Non giochiamoci il futuro: quello della mobilità è la prima emergenza della Costiera

In queste settimane ne abbiamo lette di cotte e di crude sulle criticità della statale 145 interrotta all'altezza delle gallerie di Varano e Privati per le frane dovute alla prima pioggia autunnale. Non solo, ma all'indomani dei devastanti incendi che hanno martoriato per tutta l'estate i Monti Lattari, con in testa il Faito la situazione è davvero precipitata! Insomma alla naturale precarietà dell'assetto idrogeologico dell'area si sono sommati i residui degli incendi boschivi: ne è venuto fuori un bel patratac con cui dovremo fare i conti ancora per parecchio tempo. Le gallerie saranno utilizzabili soltanto quando non pioverà, il che la dice lunga sulla prospettiva che abbiamo di fronte.

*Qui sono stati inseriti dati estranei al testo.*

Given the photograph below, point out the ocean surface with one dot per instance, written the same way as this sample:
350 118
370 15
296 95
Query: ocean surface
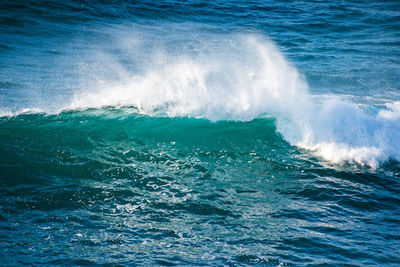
201 133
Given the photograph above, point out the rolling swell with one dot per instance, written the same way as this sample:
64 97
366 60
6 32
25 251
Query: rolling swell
145 188
215 133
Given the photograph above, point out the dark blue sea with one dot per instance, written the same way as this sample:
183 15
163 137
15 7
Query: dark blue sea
200 133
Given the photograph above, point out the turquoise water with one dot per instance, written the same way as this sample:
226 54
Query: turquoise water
196 133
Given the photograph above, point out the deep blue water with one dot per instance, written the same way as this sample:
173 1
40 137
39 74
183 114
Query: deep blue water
200 133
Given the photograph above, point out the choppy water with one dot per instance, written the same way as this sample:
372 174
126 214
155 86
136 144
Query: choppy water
200 133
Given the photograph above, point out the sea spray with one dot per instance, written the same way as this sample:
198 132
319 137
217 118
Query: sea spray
242 77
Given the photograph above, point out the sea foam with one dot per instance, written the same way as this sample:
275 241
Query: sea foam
232 77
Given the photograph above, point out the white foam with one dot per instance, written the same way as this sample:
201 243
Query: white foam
231 77
241 77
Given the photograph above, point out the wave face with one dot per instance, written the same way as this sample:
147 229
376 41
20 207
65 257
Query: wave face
196 133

Se, come sembra, è stato tombato il rivo Calcarella all'altezza dello svincolo di Gragnano, è evidente che il problema è molto più serio di quello che sin qui si è prospettato! Perchè a dispetto del cemento, le acque del rivo hanno preso comunque una strada sotterranea che potrebbe addirittura ampliare l'area di dissesto! Sull'accaduto indaga la Procura di Torre Annunziata, ma non è detto che addivenga all'individuzione delle responsabilità che sono parecchie e diffuse, spalmate negli anni e a diversi livelli per cui non è facile, nè sufficiente, eventualmente indagare chi ha commesso errori in fase progettuale o in quella di esecuzione dei lavori. In questi giorni è riemerso nell'asfittico dibattito politico sui veri temi di interesse generale, quello sulla mobilità in Penisola Sorrentina sia in entrata sia in uscita. 

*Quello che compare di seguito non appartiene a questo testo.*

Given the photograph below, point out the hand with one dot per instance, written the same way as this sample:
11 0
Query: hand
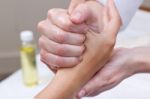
62 39
99 49
124 63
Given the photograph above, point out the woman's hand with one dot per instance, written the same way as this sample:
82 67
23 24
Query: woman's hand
123 63
99 46
63 34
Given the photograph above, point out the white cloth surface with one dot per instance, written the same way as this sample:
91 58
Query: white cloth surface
135 87
126 8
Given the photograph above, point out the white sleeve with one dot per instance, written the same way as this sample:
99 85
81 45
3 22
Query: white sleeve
126 8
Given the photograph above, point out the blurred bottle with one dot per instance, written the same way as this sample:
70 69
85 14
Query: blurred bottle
28 59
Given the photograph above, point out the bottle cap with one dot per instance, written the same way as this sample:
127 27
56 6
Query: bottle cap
26 36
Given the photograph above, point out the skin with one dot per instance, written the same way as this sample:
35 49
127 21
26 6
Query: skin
67 83
123 64
66 35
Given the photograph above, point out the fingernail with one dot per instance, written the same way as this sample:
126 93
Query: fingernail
76 15
81 93
80 58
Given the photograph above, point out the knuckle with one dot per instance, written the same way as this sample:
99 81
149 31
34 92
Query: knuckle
50 12
66 25
110 42
43 55
60 37
58 61
60 49
41 26
40 42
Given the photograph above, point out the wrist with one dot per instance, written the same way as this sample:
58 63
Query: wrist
141 57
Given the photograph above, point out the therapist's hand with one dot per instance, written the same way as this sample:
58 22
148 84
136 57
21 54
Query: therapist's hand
63 35
124 63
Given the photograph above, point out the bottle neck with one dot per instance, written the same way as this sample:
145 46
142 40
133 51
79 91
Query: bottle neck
26 43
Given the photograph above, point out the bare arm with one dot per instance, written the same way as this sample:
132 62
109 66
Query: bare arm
68 81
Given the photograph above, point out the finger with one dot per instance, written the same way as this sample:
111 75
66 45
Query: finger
80 14
52 68
113 12
74 3
60 18
55 61
58 35
64 50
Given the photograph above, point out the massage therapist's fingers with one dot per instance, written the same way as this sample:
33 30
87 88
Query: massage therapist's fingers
58 35
64 50
60 18
55 61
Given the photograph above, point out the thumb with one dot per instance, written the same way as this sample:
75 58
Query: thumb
80 14
74 3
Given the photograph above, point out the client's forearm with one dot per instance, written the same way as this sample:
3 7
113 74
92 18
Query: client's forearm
68 81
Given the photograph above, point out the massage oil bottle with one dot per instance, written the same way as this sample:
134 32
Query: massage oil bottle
28 59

A Piano di Sorrento il Sindaco, rispondendo a una richiesta dell'Opposizione, si è impegnato a farsi promotore di un iniziativa congiunta delle Amministrazioni locali per cominciare almeno a discutere del problema. Riscontri formali a questa proposta non se ne sono registrati, nè il Sindaco di Sorrento Cuomo sembra aver colto, almeno fino a questo momento, la palla al volo per farne un argomento di seria e approfondita discussione: tanto più se intende candidarsi al Parlamento e qualcosa di accattivante per tutta la Penisola la deve pur dire se si appresta a chiedere voti! Sempre che si vuole continuare a ragionare di Penisola Sorrentina, delle sue prospettive di sviluppo, del suo futuro! Qualche giorno fa abbiamo incrociato sulla statale alcuni grossi Tir che hanno letteralmente bloccato il traffico proprio a causa della loro gigantesca mole. 

Si comprendono le esigenze degli operatori, ma come si può anche soltanto concepire che questa strada possa essere attraversata da mezzi di tali proporzioni senza che ne derivino danni a 360 gradi su tutta la Costiera? Alternative immediate, non tanto per risolvere il problema, quanto per arginarne gli effetti, non ce ne sono! Si può soltanto ricorrere alle cosiddette "Targhe Alterne" cui sembrano essersi rassegnati gli stessi ristoratori sorrentini che più degli altri per il passato hanno osteggiato questo tipo di provvedimento. Alternative, per il momento, non sembrano essercene a portata di mano, mentre il problema incalza molto più rapidamente di quanto si possa immaginare! Sulla mobilità si gioca la partita vera del futuro della Penisola e dell'economia turistica che resta saldamente in testa a qualunque altra attività in termini di fatturato e di occupazione. Perciò, non giochiamoci il futuro...cominciamoa fare le cose serie e perbene!